Sénégal : Diomaye Faye dépose un recours au Conseil constitutionnel contre la révision constitutionnelle

Sénégal : Diomaye Faye dépose un recours au Conseil constitutionnel contre la révision constitutionnelle

Le Président de la République sénégalaise, Bassirou Diomaye Faye a saisi le Conseil constitutionnel d’un recours en inconstitutionnalité pour violation de la procédure de révision constitutionnelle de la loi n° 18/2026 de l'Assemblée nationale en date du 29 juin 2026.

Maître Cheikh Ahmadou Ndiaye, avocat à la Cour agissant au nom et pour le compte du Président de la République, a déposé devant le greffe du Conseil constitutionnel le lundi 6 juillet 2026, un recours en inconstitutionnalité pour protester contre la procédure de révision constitutionnelle, engageant un bras de fer institutionnel.

Selon la requête enregistrée sous le numéro 6/C/26 devant le greffe du Conseil constitutionnel, le président de la République a plaidé pour que le recours soit examiné en urgence, conformément à l’alinéa 5 de l’article 17 de la loi organique relative au Conseil constitutionnel, souhaitant un verdict dans un délai de huit (8) jours.

Dans son courrier de transmission, l’exécutif a fourni plusieurs pièces justificatives notamment les articles concernés, les correspondances officielles avec le président de l’Assemblée nationale, les amendements du gouvernement, le discours du ministre de la Justice durant la séance plénière, les procès-verbaux, ainsi que les enregistrements vidéo et audio des travaux des députés.

Il s’agit également d’une décision du Conseil constitutionnel français de 1960 et deux décisions antérieures du Conseil constitutionnel du Sénégal, dont celle rendue le 15 février 2024.

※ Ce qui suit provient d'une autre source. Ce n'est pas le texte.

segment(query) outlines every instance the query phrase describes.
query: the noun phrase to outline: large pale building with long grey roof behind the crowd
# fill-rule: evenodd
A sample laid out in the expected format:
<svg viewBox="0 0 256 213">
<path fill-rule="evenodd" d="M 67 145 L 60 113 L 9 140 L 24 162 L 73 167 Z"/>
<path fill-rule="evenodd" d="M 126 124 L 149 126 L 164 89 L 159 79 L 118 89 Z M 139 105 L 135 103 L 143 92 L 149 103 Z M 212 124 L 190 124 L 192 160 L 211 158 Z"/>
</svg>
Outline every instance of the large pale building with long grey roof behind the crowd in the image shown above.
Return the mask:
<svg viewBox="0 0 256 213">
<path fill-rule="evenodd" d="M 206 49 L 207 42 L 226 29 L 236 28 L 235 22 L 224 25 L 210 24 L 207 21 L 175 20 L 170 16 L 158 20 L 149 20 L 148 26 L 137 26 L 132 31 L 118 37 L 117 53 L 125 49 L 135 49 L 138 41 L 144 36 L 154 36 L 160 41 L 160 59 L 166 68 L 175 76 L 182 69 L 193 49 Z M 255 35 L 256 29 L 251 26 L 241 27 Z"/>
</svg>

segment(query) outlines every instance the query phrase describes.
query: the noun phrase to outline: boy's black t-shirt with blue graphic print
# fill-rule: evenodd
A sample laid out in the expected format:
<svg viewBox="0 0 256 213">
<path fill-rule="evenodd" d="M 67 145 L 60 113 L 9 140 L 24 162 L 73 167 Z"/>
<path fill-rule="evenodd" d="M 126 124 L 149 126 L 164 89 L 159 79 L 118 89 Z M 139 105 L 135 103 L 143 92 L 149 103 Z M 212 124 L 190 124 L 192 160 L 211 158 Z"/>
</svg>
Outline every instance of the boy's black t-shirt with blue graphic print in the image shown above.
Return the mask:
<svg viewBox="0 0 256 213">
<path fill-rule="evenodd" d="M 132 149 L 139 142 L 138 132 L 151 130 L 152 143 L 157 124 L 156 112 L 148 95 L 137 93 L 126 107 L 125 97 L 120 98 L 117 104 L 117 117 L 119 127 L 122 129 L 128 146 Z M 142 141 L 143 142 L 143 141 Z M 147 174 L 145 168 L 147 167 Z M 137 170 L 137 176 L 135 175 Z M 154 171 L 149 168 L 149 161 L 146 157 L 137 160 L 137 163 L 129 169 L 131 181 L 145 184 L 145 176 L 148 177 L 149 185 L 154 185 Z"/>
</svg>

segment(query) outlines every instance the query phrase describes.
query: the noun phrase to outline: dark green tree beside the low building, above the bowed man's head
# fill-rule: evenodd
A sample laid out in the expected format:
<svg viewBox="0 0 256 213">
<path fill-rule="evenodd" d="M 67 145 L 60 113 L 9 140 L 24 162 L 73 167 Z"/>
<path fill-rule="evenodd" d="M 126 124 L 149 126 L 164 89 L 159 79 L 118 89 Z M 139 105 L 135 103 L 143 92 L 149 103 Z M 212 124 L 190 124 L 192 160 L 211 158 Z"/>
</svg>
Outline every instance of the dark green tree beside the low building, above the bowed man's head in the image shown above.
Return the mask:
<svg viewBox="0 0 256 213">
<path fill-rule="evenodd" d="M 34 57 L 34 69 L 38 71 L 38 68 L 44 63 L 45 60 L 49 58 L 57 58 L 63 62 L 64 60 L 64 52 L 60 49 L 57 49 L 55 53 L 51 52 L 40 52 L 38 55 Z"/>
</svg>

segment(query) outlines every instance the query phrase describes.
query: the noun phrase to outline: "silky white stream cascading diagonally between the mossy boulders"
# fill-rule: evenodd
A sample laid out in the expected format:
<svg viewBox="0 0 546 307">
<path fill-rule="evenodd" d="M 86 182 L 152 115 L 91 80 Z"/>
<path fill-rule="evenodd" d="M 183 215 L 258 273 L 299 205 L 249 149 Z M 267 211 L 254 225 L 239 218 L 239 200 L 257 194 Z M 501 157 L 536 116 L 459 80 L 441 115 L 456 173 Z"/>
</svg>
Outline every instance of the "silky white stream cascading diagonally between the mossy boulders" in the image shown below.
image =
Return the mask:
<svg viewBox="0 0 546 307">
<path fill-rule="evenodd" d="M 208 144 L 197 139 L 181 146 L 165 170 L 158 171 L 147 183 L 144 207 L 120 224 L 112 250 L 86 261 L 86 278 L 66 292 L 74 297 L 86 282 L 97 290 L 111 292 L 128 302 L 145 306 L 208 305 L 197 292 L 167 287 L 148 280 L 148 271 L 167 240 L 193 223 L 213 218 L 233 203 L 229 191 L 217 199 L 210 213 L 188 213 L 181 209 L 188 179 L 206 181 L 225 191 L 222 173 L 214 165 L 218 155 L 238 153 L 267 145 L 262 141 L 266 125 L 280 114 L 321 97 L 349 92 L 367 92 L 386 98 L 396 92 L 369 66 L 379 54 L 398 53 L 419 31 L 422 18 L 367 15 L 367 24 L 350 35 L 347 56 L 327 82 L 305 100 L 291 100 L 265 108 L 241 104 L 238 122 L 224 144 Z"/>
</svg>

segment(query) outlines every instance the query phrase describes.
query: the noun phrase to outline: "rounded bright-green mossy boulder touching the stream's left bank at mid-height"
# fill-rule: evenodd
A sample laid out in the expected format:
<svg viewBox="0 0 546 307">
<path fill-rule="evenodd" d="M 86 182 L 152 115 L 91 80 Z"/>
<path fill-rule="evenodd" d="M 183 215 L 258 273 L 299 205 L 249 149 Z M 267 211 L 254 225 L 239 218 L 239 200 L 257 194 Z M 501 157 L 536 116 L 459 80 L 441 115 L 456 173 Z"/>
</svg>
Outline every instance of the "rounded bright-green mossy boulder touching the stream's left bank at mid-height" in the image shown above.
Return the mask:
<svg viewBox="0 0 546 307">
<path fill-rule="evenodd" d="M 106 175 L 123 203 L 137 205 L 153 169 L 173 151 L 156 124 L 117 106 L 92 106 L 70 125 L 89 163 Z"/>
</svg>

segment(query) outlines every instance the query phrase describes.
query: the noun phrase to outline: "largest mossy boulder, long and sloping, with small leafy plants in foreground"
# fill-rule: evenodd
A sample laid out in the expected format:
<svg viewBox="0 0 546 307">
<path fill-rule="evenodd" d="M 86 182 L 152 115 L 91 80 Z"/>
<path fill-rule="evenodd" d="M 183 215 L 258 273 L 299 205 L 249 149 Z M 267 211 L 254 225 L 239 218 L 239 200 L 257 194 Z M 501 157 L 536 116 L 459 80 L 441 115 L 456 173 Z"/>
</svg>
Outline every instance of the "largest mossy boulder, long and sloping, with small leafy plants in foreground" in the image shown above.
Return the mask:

Cependant, certains membres du Groupe parlementaire Pastef ont souligné que le Président de la République n’a pas compétence pour saisir le Conseil constitutionnel d'un recours pour contester une réforme constitutionnelle lorsque les différentes étapes de la procédure sont définitivement terminées. « Il en découle également que, contrairement à son engagement, il enterre définitivement l'arbitrage du peuple souverain par la convocation d'un référendum, dont il se soustrait pour éviter une débâcle électorale prévisible et cuisante », ont –ils déclaré dans un communiqué.

Selon eux, à travers cette demande d’avis, le Président Diomaye accepte que le texte soit définitivement approuvé, « En conformité avec la jurisprudence constante du Conseil constitutionnel, qui considère que l'adoption aux trois cinquièmes des suffrages exprimés réalise à la fois l'adoption et l'approbation » ont –ils ajouté.

Les 7 sages du Conseil constitutionnel disposent de huit jours pour se prononcer sur la procédure d’adoption de cette réforme constitutionnelle et non sur le contenu.